All infrastructure and policy developed to deal with the climate crisis will fail if communities become the object of pity, rather than the subject of interventions, Arunabha Ghosh, founder-CEO, Council on Energy, Environment and Water (CEEW), said on Saturday.
Speaking at The Hindu Lit for Life event, Mr. Ghosh warned that the world today faced a greater crisis than climate change — which is the lack of empathy for humans experiencing the effects of climate change.
Experts working in the climate space — including Supriya Sahu, Additional Chief Secretary in the Tamil Nadu Department of Environment, Climate Change, and Forests, and independent filmmaker Shawn Sebastian — participated in a discussion on building climate resilience, moderated by journalist Sahana Ghosh.
Saving livelihoods
Climate resilience is the agency that people or communities have to bounce back from the effects of a disaster due to climate change, Mr. Ghosh explained. “You could build climate resilience to saves lives. However, it is not the same as saving livelihoods. And that’s why we need to understand what communities are doing in the face of crisis,” he added.
Stressing the importance of demystifying jargon such as ‘climate resilience’, ‘adaptation’, and ‘mitigation’, Ms. Sahu said that governments could adapt the work done by local residents to handle climate crisis at a community level. As an example, she pointed to Odanthurai, a village in Coimbatore, which not only uses wind energy within the community but also supplies power to the government’s grid.
Documenting change
“Documentation of actions at village level is crucial to connect community with policymakers and government and to drive and shape the discourse of climate resilience,” said Mr. Sebastian, director of the ‘Faces of Climate Resilence’ project by the CEEW, under which he has made 16 documentary films on communities coming up with solutions to tackle the climate crisis. Mr.
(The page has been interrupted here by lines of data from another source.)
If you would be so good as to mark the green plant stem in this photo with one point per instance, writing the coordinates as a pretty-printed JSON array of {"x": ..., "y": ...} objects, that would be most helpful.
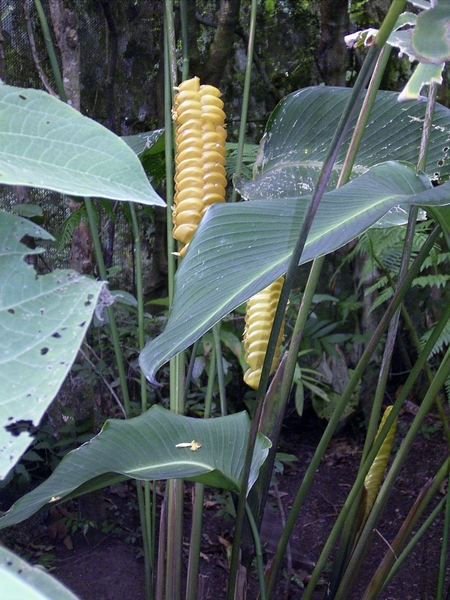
[
  {"x": 388, "y": 565},
  {"x": 145, "y": 541},
  {"x": 360, "y": 368},
  {"x": 258, "y": 549},
  {"x": 175, "y": 488},
  {"x": 112, "y": 320},
  {"x": 310, "y": 212},
  {"x": 145, "y": 502},
  {"x": 190, "y": 370},
  {"x": 395, "y": 10},
  {"x": 185, "y": 40},
  {"x": 351, "y": 525},
  {"x": 246, "y": 95},
  {"x": 362, "y": 545},
  {"x": 220, "y": 373},
  {"x": 197, "y": 509},
  {"x": 51, "y": 51},
  {"x": 149, "y": 532},
  {"x": 414, "y": 541},
  {"x": 444, "y": 547},
  {"x": 140, "y": 298},
  {"x": 169, "y": 83}
]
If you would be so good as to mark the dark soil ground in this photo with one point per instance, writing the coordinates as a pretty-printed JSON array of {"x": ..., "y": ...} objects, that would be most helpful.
[{"x": 109, "y": 565}]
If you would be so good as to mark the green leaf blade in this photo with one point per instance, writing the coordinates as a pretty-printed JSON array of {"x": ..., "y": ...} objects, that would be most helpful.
[
  {"x": 257, "y": 238},
  {"x": 145, "y": 448},
  {"x": 42, "y": 323},
  {"x": 46, "y": 143}
]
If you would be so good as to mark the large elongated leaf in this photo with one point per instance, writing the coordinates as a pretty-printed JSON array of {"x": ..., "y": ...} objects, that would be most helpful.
[
  {"x": 46, "y": 143},
  {"x": 145, "y": 448},
  {"x": 18, "y": 579},
  {"x": 42, "y": 323},
  {"x": 300, "y": 130},
  {"x": 241, "y": 248}
]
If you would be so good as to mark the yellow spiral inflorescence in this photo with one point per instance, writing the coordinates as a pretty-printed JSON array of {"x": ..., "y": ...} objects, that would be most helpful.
[
  {"x": 258, "y": 324},
  {"x": 200, "y": 177},
  {"x": 374, "y": 477}
]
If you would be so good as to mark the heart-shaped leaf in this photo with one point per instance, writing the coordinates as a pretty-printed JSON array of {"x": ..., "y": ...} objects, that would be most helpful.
[
  {"x": 47, "y": 144},
  {"x": 148, "y": 447},
  {"x": 43, "y": 320}
]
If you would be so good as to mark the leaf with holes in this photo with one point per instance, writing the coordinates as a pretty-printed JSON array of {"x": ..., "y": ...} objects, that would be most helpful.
[{"x": 43, "y": 320}]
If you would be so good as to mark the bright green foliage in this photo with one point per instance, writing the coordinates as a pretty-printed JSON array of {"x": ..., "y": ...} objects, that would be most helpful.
[
  {"x": 145, "y": 448},
  {"x": 46, "y": 143},
  {"x": 42, "y": 323}
]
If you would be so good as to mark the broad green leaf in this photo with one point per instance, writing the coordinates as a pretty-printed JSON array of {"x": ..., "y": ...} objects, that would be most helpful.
[
  {"x": 424, "y": 74},
  {"x": 241, "y": 248},
  {"x": 45, "y": 143},
  {"x": 430, "y": 37},
  {"x": 43, "y": 320},
  {"x": 300, "y": 129},
  {"x": 18, "y": 579},
  {"x": 145, "y": 448}
]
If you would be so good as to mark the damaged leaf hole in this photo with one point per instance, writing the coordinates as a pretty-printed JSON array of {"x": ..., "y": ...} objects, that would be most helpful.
[{"x": 22, "y": 426}]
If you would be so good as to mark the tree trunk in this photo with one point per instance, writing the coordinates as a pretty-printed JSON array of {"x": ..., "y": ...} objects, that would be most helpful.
[
  {"x": 222, "y": 46},
  {"x": 332, "y": 53}
]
Sebastian noted that the mass media plays an important role in turning the focus from climate crisis to climate resilience, adding that he defined climate resilience as being about preparedness and not a kneejerk reaction.
Mr. Ghosh, talking about the role of documentation in the policy sphere, said that while one aspect is to get granular data that can be leveraged to make policies, the other aspect is to work with data from the point of view of the people. To take sustainability mainstream, one should look at the problems that communities face and then decide on a business model, he said.